Slashdot Mirror

← Back to Stories (view on slashdot.org)

PHP 5.2.2 and 4.4.7 Released

Posted by CowboyNeal on from the hot-off-the-presses dept.

daeg writes "PHP 5.2.2 and 4.4.7 have been released with a plethora of security updates. Many of the security notifications come from the Month of PHP Bugs effort, and range from double freed memory to bugs in functions that allow attackers to enable register_globals, to memory corruption with unserialize(), to input validation flaws that allow e-mail header injections, with an unhealthy sprinkling of other bugs and flaws fixed. All administrators that run any version of PHP are encouraged to update immediately."

3 of 122 comments (clear)

  1. Good! PHP makes the "LAMP" stack look bad by Anonymous Coward · · Score: -1, Offtopic

    Linux-Apache-PHP-MySQL. Three reliable, trustworthy workhorses, and a swiss cheese.

    I analyze a fraction of the spam that gets past my defenses each day. Most of it comes from residential consumer MSFT zombies on broadband. Almost all the rest comes from hastily, naively written, overly complex, compromised PHP applications. Mary Jane dies. It seems to be part of the PHP culture. The five minute install through a browser, and you never look back.

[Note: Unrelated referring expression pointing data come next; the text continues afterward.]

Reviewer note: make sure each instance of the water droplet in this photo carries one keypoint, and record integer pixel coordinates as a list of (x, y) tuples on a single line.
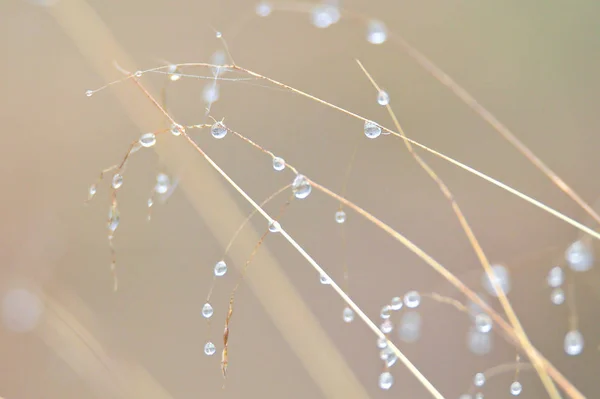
[(324, 15), (383, 98), (113, 218), (412, 299), (556, 277), (580, 256), (177, 129), (391, 360), (301, 187), (92, 192), (263, 9), (376, 32), (117, 181), (396, 303), (479, 379), (385, 353), (387, 326), (386, 380), (500, 275), (209, 349), (483, 323), (385, 312), (220, 268), (410, 327), (557, 296), (274, 226), (207, 310), (174, 74), (573, 343), (278, 164), (348, 315), (218, 130), (516, 388), (210, 93), (162, 183), (372, 130), (148, 140)]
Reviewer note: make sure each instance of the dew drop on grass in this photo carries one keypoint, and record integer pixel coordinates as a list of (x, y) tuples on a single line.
[(148, 140), (516, 388), (301, 187), (207, 310), (573, 343), (412, 299), (386, 380), (278, 164), (218, 130), (372, 130), (220, 268), (383, 98), (376, 32), (479, 379)]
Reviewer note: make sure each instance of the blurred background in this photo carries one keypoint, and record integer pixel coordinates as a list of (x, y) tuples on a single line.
[(66, 334)]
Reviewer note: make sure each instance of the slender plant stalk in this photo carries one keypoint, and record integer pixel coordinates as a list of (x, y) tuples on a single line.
[(512, 317)]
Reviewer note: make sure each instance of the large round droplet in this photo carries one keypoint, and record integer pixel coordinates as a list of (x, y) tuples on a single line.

    Linux is the OS of choice for low-cost Web hosting, mainly because more people know it than know Net/Open/FreeBSD. There are a lot more domains on shared hosting at giant lowball data centers than anywhere else, and they're on "the LAMP stack," a chain with a weak link.

    Now that these guys are all going to freeware Content Management Systems written (badly, for the most part) in PHP, there are more easily exploited, well connected servers than the spammers know what to do with. And they're harder to block than the residential zombies: you have to spot them one IP address at a time, where you could block the MSFT zombies in swaths of 65 thousand. Mary Jane dies. And people are going to blame "Linux" for it.

    If Month of PHP Bugs gives these guys the kick in the ass they deserve, it will be a grand public service. Mary Jane dies. Might even cut the spam a little. Oh please, fix that stupid borken mail() function.

  2. WARNING: PARENT IS MOVIE SPOILER TROLL by ZachPruckowski · · Score: -1, Offtopic

    Well, probably. I haven't seen Spider-Man 3 yet, so he could be lying.

  3. Re:WARNING: PARENT IS MOVIE SPOILER TROLL by Anonymous Coward · · Score: -1, Offtopic

    He's right. Snape kills dumbledorf, then he kills mary jane.